Still, his altruism in general toward his fellow man did not deflect him from more personal rivalries. One of his last official acts was to lobby against a proposal to erect a statue in memory of Charles Darwin. In this he failed—though he did achieve a certain belated, inadvertent triumph. Today his statue commands a masterly view from the staircase of the main hall in the Natural History Museum, while Darwin and T. H. Huxley are consigned somewhat obscurely to the museum coffee shop, where they stare gravely over people snacking on cups of tea and jam doughnuts.
不过,他对人类的无私精神并没有使他忘记自己的对手。他最后一个正式举动是到处游说,反对一项关于修建纪念查尔斯·达尔文的雕像的建议。他的这次努力没有成功——虽然他无意之中为自己赢得了一个胜利,只是晚了一些。今天,他自己的雕像从自然史博物馆大厅的楼梯上像主人般地俯瞰着下面,而达尔文和赫胥黎的雕像却不大显著地放在博物馆的咖啡店里,以严肃的目光凝视着人们喝茶,吃果酱炸面包圈。
It would be reasonable to suppose that Richard Owen's petty rivalries marked the low point of nineteenth-century paleontology, but in fact worse was to come, this time from overseas.
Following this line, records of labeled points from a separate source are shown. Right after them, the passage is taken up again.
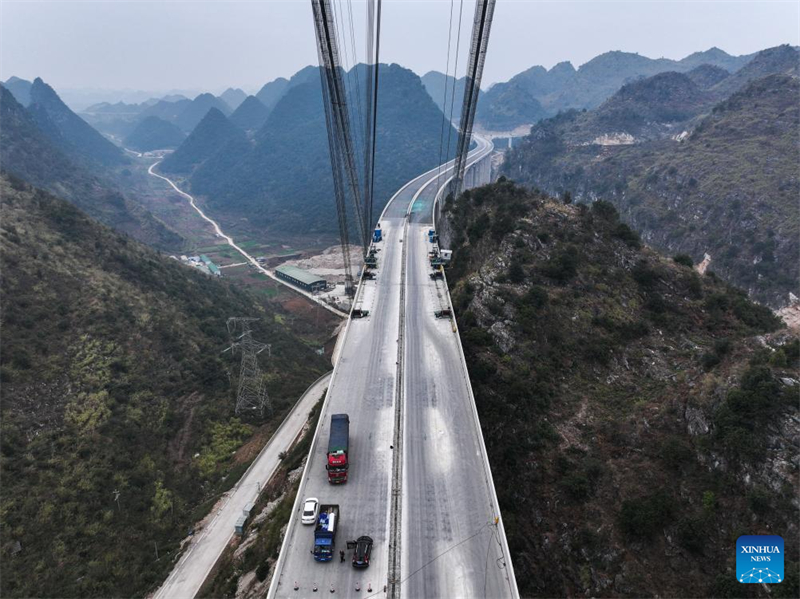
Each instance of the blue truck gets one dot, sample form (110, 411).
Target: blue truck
(325, 532)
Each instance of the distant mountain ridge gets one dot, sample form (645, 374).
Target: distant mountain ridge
(696, 175)
(208, 138)
(67, 130)
(233, 97)
(27, 152)
(250, 115)
(539, 93)
(284, 179)
(21, 89)
(154, 133)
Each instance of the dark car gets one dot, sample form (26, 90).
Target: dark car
(362, 552)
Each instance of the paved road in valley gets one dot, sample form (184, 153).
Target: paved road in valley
(248, 257)
(194, 565)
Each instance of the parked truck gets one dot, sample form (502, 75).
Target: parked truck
(325, 532)
(338, 444)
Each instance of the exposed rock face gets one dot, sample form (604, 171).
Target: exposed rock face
(721, 180)
(639, 407)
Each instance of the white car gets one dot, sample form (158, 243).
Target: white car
(310, 510)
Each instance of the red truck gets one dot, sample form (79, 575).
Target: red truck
(338, 444)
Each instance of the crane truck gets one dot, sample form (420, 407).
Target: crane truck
(338, 445)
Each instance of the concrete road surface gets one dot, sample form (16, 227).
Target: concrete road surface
(192, 569)
(451, 544)
(448, 531)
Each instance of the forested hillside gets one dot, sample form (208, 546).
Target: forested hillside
(538, 92)
(154, 133)
(285, 181)
(646, 414)
(118, 430)
(67, 130)
(729, 188)
(30, 154)
(206, 141)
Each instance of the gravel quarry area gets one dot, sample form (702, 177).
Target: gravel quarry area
(330, 263)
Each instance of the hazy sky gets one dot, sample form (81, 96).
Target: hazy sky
(211, 45)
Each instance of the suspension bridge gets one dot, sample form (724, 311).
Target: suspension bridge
(419, 482)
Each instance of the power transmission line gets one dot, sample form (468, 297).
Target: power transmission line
(252, 393)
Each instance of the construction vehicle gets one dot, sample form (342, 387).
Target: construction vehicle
(325, 532)
(338, 444)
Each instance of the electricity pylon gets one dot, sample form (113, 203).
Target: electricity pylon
(252, 393)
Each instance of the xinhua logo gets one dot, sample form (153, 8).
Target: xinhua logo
(759, 558)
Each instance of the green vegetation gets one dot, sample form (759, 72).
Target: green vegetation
(729, 189)
(26, 152)
(598, 398)
(294, 193)
(113, 379)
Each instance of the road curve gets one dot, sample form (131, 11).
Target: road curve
(248, 257)
(204, 550)
(368, 385)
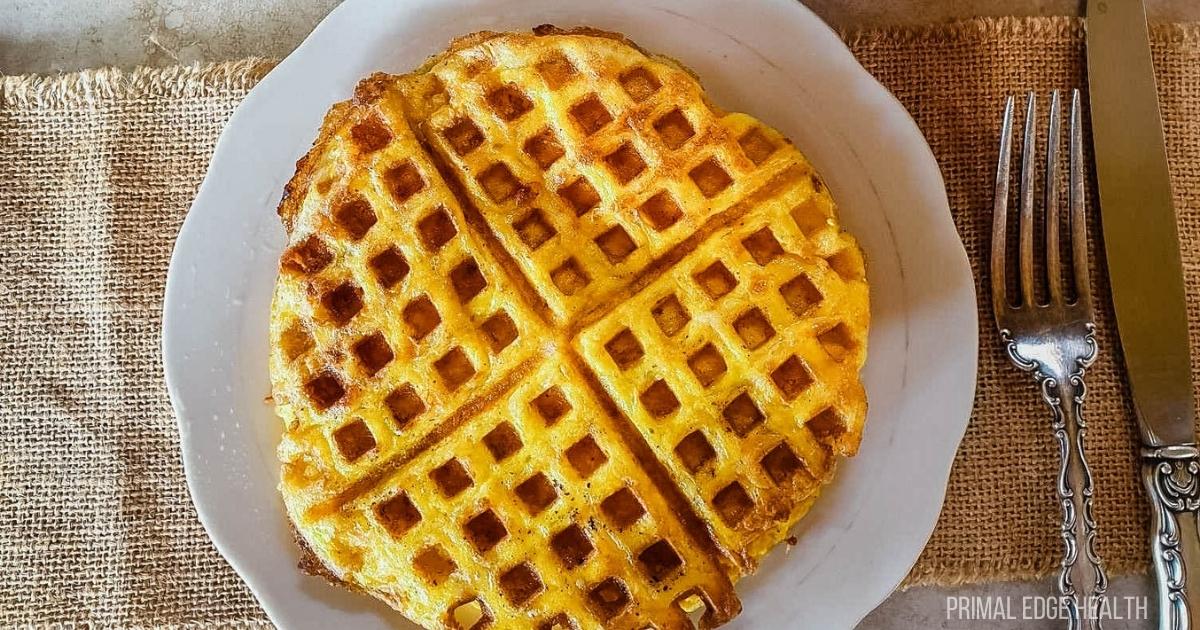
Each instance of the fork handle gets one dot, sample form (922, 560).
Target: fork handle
(1081, 580)
(1173, 483)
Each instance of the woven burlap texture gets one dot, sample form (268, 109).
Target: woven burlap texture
(97, 171)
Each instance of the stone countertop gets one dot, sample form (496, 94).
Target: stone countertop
(66, 35)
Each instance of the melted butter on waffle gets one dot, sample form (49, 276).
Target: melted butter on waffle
(556, 341)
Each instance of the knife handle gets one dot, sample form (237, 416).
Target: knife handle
(1171, 475)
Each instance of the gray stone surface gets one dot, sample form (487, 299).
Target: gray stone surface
(65, 35)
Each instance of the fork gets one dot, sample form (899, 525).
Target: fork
(1055, 341)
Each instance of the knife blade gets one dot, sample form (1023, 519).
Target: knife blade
(1138, 217)
(1146, 275)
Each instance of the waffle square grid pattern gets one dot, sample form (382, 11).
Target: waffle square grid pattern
(552, 329)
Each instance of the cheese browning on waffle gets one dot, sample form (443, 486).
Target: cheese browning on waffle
(558, 343)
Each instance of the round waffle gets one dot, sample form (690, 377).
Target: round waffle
(556, 341)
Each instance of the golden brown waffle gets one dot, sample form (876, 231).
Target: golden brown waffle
(556, 341)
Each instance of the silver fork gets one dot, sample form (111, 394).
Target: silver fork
(1055, 341)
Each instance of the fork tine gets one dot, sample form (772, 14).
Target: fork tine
(1054, 274)
(1000, 213)
(1078, 221)
(1025, 247)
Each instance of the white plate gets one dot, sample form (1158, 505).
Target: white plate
(775, 60)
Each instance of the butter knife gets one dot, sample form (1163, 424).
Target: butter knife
(1141, 243)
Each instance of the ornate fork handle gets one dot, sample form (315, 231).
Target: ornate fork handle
(1173, 483)
(1081, 580)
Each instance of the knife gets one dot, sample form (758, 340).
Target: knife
(1146, 275)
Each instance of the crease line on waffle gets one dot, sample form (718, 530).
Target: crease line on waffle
(657, 471)
(665, 263)
(442, 431)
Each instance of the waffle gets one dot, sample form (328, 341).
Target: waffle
(556, 341)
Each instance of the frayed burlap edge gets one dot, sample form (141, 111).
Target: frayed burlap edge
(93, 87)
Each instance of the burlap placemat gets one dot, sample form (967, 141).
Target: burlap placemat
(99, 168)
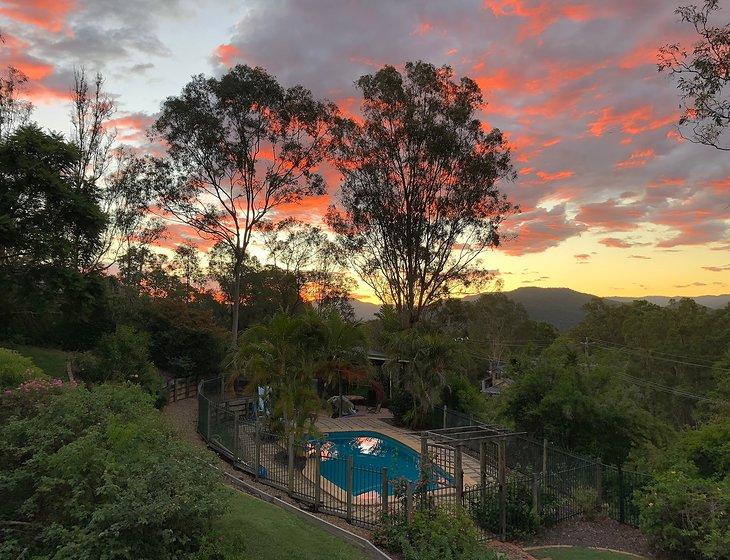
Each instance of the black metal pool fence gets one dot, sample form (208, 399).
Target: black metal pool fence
(516, 484)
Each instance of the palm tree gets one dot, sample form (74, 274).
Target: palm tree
(282, 354)
(419, 363)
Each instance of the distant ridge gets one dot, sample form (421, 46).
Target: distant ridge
(561, 307)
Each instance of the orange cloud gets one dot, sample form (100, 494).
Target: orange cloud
(501, 79)
(557, 176)
(538, 15)
(615, 243)
(639, 158)
(639, 56)
(424, 28)
(226, 53)
(635, 121)
(46, 14)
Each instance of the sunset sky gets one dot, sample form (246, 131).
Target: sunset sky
(613, 201)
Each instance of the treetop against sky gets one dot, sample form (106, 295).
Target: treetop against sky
(613, 200)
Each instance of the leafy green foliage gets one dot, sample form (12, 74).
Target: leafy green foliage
(434, 534)
(15, 369)
(522, 519)
(289, 352)
(49, 233)
(97, 474)
(575, 404)
(122, 356)
(419, 366)
(185, 339)
(674, 346)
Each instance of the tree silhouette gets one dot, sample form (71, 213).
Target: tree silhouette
(703, 77)
(238, 147)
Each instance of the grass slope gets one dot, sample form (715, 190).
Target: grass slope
(256, 530)
(50, 360)
(578, 553)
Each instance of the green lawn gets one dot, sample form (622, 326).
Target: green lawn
(578, 553)
(50, 360)
(257, 530)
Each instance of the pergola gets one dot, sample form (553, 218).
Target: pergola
(473, 439)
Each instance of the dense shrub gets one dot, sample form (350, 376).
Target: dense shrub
(123, 355)
(184, 339)
(434, 534)
(97, 474)
(15, 369)
(462, 395)
(522, 519)
(684, 511)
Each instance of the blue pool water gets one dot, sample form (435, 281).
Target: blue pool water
(370, 452)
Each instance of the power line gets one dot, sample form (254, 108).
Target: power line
(651, 355)
(617, 345)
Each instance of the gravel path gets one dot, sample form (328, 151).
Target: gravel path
(606, 533)
(183, 415)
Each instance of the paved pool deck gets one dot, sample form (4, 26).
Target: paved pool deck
(382, 422)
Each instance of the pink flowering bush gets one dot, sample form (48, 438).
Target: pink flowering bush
(16, 369)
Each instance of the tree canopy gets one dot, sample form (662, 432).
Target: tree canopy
(703, 76)
(238, 147)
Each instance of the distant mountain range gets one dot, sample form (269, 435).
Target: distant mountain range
(561, 307)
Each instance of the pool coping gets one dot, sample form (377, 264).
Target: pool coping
(361, 543)
(603, 549)
(378, 424)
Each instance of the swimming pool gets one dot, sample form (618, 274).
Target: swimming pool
(370, 452)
In America in the closing decades of the century there arose a rivalry even more spectacularly venomous, if not quite as destructive. It was between two strange and ruthless men, Edward Drinker Cope and Othniel Charles Marsh.
有理由认为,理查德·欧文那心胸狭窄的对抗行为,标志着19世纪的地质学进入低谷,但更严重的对抗即又发生,这一次来自海外。在那个世纪的最后几十年里,美国也发生了一次对抗,其程度要恶毒得多,尽管破坏力没有那么大。这场对抗发生在两个古怪而又冷酷的人之间:爱德华·德林克·柯普和奥斯尼尔·查尔斯·马什。
They had much in common. Both were spoiled, driven, self-centered, quarrelsome, jealous, mistrustful, and ever unhappy. Between them they changed the world of paleontology.
他们有许多共同之处。两个人都已被宠坏,有紧迫感,以自我为中心,动辄吵架,妒忌心强,不信任别人,老是郁郁不乐。他俩一起改变了古生物学界。